Atatürk, çiftçiyi topraklandırma konusunu pek çok kez dile getirmiş olmasına karşın ciddi bir girişimde bulunmamıştır. Bu konudaki tek ciddi girişim 1944 yılında yapılmış, o da CHP’nin bölünmesiyle sonuçlanmıştır.
Atatürk’ün sözedilen dönemde Meclis’ten çıkarmak isteyip de başaramadığı bir kanun örneği var ise bunu ATAM akademisyenleri herhalde açıklayacaklardır.

Karalamak yerine bir şeyler yapmak...

Atatürk Araştırma Merkezi’nin “maddi hata” olarak gösterdiği noktalara ilişkin görüşümüz bu…
Eleştirilere hak veremesek de devletin Atatürk’ü araştırmakla görevli merkezinin, bir sinema belgeselini ciddiyetle inceleyip yorum hazırlamasını, olumlu bir çaba olarak değerlendiriyoruz.

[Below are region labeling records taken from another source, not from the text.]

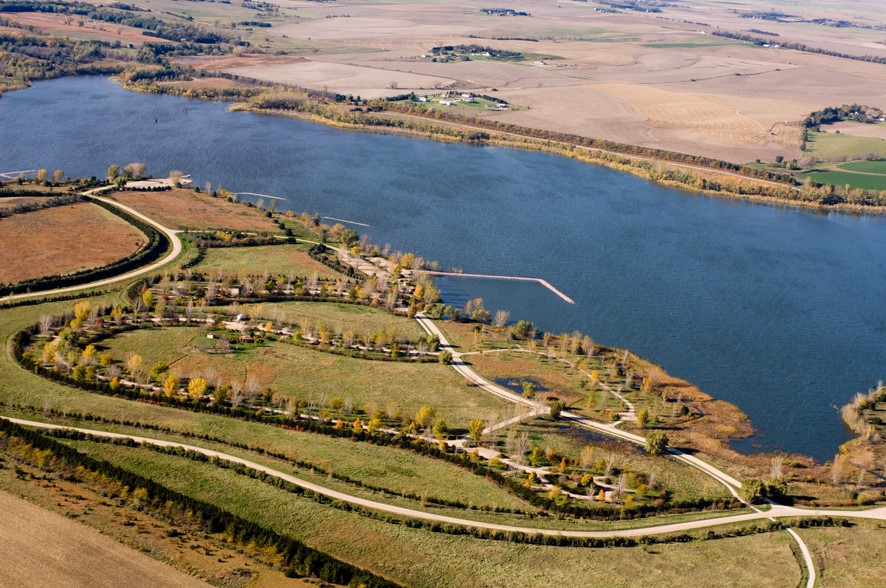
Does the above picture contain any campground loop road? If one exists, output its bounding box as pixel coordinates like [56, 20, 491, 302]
[0, 188, 868, 588]
[0, 191, 182, 303]
[415, 313, 848, 588]
[6, 416, 886, 539]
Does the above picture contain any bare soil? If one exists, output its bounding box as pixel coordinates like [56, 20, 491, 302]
[0, 492, 207, 588]
[182, 0, 886, 163]
[111, 188, 277, 232]
[0, 202, 146, 284]
[4, 12, 157, 44]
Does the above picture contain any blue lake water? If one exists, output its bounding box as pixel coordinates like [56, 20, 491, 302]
[0, 78, 886, 459]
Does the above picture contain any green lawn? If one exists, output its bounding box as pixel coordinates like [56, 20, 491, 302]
[46, 415, 536, 517]
[55, 444, 800, 587]
[837, 161, 886, 175]
[103, 327, 510, 427]
[797, 521, 886, 588]
[194, 244, 344, 278]
[246, 302, 425, 341]
[797, 171, 886, 190]
[499, 419, 731, 501]
[806, 131, 886, 161]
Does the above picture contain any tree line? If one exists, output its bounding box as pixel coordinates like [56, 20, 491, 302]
[0, 196, 171, 296]
[0, 419, 398, 588]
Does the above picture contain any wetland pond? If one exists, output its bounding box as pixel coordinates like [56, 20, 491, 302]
[0, 77, 886, 460]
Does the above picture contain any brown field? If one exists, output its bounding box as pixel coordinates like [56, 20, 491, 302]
[4, 12, 157, 45]
[821, 121, 886, 141]
[0, 492, 207, 588]
[159, 77, 258, 90]
[0, 196, 46, 210]
[0, 202, 146, 283]
[175, 0, 886, 162]
[111, 188, 277, 232]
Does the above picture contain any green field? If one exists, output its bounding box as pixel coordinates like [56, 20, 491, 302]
[797, 521, 886, 588]
[194, 245, 344, 278]
[103, 327, 509, 427]
[55, 443, 800, 587]
[806, 131, 886, 161]
[837, 161, 886, 175]
[797, 171, 886, 190]
[499, 419, 730, 501]
[251, 302, 425, 341]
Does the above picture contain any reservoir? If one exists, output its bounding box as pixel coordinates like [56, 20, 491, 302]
[0, 78, 886, 460]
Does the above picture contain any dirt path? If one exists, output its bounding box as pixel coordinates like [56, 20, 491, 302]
[390, 112, 797, 190]
[0, 187, 182, 302]
[6, 417, 886, 538]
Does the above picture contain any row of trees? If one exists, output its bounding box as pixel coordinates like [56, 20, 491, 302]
[0, 420, 396, 588]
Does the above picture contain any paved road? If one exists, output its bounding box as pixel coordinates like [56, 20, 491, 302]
[0, 416, 886, 538]
[415, 313, 741, 500]
[0, 188, 182, 302]
[415, 313, 828, 588]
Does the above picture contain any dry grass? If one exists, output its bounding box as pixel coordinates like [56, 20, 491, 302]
[0, 202, 145, 283]
[159, 77, 251, 90]
[0, 196, 46, 210]
[0, 492, 207, 588]
[111, 188, 277, 232]
[4, 12, 156, 44]
[180, 0, 886, 162]
[798, 521, 886, 588]
[821, 121, 886, 141]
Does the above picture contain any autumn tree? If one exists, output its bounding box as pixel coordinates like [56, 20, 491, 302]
[468, 419, 486, 443]
[646, 431, 669, 455]
[492, 310, 511, 327]
[413, 405, 437, 428]
[163, 374, 178, 397]
[434, 419, 449, 439]
[123, 162, 148, 178]
[188, 378, 206, 402]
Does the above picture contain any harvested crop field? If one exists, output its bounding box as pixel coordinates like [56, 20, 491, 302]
[4, 12, 156, 44]
[180, 0, 886, 163]
[0, 196, 46, 210]
[111, 188, 277, 232]
[0, 202, 146, 284]
[0, 492, 206, 588]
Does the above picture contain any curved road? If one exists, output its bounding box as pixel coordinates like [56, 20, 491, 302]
[415, 313, 840, 588]
[0, 188, 182, 303]
[8, 416, 886, 538]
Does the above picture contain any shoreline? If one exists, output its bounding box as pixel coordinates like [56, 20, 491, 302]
[231, 102, 886, 216]
[1, 76, 871, 468]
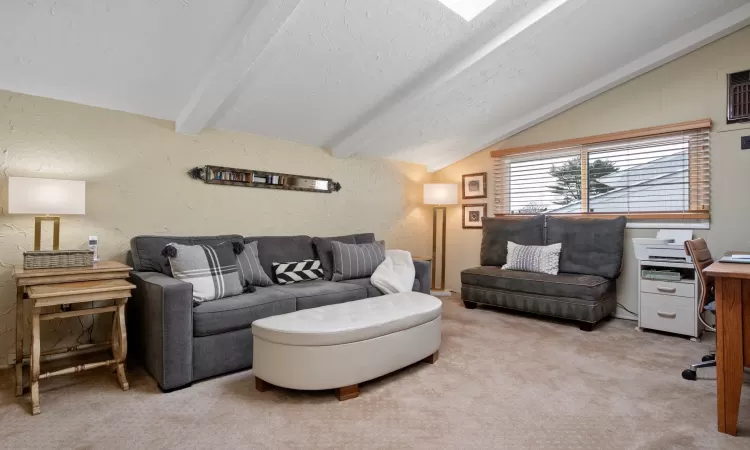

70 yıl boyunca Atatürk’e ilişkin derli toplu bir film çalışması için önayak olmak şöyle dursun, bu işe kalkışanları bezdirmiş devletten gelen açıklamanın en sevindirici bölümü sanırız şu itiraf ve hazırlık cümleleridir:
“Akademik bir müessesenin idarecileri konumundaki akademisyenler olarak bu son derece hayati konuda şimdiye kadar yeterli ve gerekli çalışmaların ortaya konmamış olması eksikliğini kabul etmek durumundayız. Ancak tarihçi olmayan birinin kendi penceresinden gördüğü Atatürk’ün film yapılmış kompozisyonuna itiraz etmek yerine ondan çok daha iyisini yaparak cevap vermenin bizlerin konumuna daha uygun düştüğü kanaatindeyiz. Atatürk Araştırma Merkezi olarak bu konudaki eksiği gidermek için üzerimize düşen görevin bilincindeyiz. Bu görevi yerine getirmeye yönelik hazırlıklarımızın devam etmekte olduğunu kamuoyunun bilgisine sunarız.”
70 yıl boyunca gösterilmemiş gayretin bu vesileyle hatırlanması ve devletin “Çok ihmal ettik. Artık bir şeyler yapanları karalamak yerine biz de bir şey yapsak iyi olur” noktasına gelmiş olması, belki de “Mustafa”nın, en büyük katkısı olarak tarihe geçecektir.